Royal Greeeenidge: Walk This Way

Canary wharf

Most days, so long as it’s not raining slantways into my eyeballs, I like to go for a walk along the river Thames or through Royal Greenwich Park. Not because I’m posh but because they’re both within a 10-minute walk of my front door. I might not be posh but I am lazy. Walking slows the constant whir of my brain, stopping it getting too outsized for my head or scaring passers-by with its volume. Or at least that’s what I read on the internet so it must be true…Today walking through Royal Greenwich Park – you know it’s royal because Liz and Phil were laying some new concrete on the entrance to the flower garden, working hard for their money – I was nearly trodden into the ground as per usual by hordes of gangly Italian teenagers in primary-coloured jackets, marvelling at preeeedy Greenidge. They’re not wrong of course – not on the facts at least.

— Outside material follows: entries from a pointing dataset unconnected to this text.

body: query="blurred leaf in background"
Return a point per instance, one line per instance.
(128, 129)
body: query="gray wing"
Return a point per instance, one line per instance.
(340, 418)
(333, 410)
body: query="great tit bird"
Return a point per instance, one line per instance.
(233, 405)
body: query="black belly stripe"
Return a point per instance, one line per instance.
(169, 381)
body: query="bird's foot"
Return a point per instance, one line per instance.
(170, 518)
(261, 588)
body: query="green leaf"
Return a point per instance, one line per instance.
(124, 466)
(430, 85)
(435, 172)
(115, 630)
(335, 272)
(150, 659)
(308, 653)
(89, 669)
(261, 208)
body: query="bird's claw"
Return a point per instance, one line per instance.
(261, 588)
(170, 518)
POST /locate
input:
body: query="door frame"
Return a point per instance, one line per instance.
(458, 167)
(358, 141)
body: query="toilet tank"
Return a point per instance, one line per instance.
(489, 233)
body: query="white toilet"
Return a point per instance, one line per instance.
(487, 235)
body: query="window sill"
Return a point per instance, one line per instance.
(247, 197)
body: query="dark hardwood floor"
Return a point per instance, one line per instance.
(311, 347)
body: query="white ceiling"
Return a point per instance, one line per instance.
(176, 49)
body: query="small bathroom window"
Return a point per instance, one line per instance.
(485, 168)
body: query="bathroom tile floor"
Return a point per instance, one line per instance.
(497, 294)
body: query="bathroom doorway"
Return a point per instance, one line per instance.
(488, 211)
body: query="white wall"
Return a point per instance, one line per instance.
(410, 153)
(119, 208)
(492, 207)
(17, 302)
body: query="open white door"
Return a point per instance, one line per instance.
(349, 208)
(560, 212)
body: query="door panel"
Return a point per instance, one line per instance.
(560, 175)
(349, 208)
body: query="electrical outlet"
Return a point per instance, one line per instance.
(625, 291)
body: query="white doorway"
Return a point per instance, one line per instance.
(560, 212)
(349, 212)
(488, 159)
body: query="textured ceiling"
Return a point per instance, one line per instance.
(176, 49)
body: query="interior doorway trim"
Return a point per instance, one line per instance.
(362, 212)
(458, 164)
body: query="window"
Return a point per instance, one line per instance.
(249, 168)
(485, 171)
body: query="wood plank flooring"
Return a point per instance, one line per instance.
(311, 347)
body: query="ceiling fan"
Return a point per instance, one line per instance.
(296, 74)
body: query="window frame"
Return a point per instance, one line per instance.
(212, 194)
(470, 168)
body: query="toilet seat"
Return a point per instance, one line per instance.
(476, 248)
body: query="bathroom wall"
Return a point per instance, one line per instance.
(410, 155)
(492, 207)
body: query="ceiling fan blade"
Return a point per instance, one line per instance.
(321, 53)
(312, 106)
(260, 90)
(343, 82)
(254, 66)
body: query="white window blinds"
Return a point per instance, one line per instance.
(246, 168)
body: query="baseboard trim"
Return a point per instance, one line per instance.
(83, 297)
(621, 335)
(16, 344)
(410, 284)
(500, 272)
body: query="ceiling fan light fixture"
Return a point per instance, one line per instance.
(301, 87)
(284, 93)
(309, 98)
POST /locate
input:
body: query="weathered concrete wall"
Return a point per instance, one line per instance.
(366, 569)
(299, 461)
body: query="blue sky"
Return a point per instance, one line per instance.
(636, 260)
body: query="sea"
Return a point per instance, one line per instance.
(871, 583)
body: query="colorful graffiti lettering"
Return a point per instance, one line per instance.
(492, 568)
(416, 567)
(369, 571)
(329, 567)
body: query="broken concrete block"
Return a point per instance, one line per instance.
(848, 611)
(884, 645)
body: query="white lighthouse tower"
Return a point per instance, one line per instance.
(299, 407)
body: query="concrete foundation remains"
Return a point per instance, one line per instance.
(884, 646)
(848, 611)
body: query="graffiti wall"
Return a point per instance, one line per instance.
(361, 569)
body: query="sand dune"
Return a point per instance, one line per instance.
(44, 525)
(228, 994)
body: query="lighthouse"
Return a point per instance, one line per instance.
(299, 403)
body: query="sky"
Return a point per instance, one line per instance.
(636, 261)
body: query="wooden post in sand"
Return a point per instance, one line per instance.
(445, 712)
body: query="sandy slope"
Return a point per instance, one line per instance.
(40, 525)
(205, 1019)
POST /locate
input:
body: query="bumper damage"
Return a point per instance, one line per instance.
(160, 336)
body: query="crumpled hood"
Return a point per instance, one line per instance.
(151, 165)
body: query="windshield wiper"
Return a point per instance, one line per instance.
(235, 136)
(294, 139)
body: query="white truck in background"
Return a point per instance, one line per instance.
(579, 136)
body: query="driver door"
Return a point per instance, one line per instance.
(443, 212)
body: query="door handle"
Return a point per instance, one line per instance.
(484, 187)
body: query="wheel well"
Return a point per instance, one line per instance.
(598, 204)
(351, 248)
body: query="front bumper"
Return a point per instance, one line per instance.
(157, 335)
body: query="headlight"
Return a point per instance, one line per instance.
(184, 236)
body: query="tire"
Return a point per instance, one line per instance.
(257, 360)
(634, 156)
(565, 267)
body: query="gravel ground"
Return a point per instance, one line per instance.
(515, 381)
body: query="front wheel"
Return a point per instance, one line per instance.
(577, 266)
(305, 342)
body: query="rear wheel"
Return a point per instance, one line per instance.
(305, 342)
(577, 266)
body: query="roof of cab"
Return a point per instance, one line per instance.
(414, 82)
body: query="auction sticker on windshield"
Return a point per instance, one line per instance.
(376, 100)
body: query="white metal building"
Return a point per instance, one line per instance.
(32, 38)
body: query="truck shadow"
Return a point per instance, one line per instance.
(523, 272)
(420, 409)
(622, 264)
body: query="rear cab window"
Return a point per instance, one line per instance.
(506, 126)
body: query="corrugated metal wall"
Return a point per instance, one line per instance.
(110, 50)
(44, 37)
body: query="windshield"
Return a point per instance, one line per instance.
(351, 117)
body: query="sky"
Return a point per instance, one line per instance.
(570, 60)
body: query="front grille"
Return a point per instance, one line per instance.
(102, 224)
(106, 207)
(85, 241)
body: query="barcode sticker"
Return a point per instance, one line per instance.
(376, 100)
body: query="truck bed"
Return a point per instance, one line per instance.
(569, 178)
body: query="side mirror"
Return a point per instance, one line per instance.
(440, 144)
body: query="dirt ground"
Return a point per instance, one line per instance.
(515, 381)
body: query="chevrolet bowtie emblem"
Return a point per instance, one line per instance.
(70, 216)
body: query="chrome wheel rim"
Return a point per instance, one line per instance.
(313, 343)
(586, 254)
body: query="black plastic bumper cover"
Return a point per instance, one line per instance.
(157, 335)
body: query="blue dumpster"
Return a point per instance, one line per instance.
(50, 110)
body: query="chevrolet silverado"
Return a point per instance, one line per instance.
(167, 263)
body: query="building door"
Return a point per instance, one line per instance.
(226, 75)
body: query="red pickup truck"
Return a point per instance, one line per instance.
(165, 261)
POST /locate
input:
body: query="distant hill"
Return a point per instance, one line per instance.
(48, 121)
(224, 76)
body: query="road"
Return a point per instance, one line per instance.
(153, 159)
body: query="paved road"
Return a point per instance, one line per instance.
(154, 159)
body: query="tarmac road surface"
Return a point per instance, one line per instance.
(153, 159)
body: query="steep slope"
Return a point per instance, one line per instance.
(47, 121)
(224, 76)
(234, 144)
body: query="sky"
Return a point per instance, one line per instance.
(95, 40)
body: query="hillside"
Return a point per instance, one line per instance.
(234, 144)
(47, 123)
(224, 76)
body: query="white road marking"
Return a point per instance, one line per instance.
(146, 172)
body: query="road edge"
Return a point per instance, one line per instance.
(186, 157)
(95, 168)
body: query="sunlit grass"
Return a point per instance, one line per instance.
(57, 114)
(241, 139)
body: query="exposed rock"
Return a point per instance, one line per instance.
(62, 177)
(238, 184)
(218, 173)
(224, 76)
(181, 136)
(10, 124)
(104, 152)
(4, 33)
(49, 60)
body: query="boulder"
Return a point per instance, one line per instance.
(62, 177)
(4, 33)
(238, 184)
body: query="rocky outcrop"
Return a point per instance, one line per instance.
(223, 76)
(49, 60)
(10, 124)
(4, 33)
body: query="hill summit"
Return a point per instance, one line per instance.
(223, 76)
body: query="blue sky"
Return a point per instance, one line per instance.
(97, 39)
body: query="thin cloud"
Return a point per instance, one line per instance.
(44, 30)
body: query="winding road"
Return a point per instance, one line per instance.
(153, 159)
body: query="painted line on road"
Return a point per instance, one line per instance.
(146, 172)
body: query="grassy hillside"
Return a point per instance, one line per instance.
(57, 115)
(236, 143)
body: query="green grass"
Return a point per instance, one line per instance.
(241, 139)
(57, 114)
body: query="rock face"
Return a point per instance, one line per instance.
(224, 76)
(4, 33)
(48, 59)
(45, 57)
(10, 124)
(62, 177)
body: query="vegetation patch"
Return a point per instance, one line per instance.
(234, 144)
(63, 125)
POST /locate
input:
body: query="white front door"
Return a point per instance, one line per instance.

Living in Greenwich is a privelege I’m reminded of every time I canter down the river and glance left, taking in the Old Royal Naval College, the Queen’s House, the Royal Observatory, not to mention the yummy-mummies doing lunges round the park today while pushing their pre(co)cious offspring. Then when I glance right, I get to marvel at the river, the London skyline in the distance, Canary Wharf so close you can touch it. I know you’re not meant to like Canary Wharf but I kinda do. It’s what I imagined 2020 to look like when I first moved to London in 1998, but it had already arrived over two decades early: it was a time-travelling city. I remember the awe of travelling on the Docklands Light Railway at night and arriving at this homage to capitalism, all sharp edges and blinking lights rising up into the black sky. Even today, when I’ve been there oodles of times and know that those shiny blocks house nothing but accontants, brokers and seven branches of All Bar One and Pret A Manger, going to Canary Wharf still gives me the very same thrill. I’m easily amused.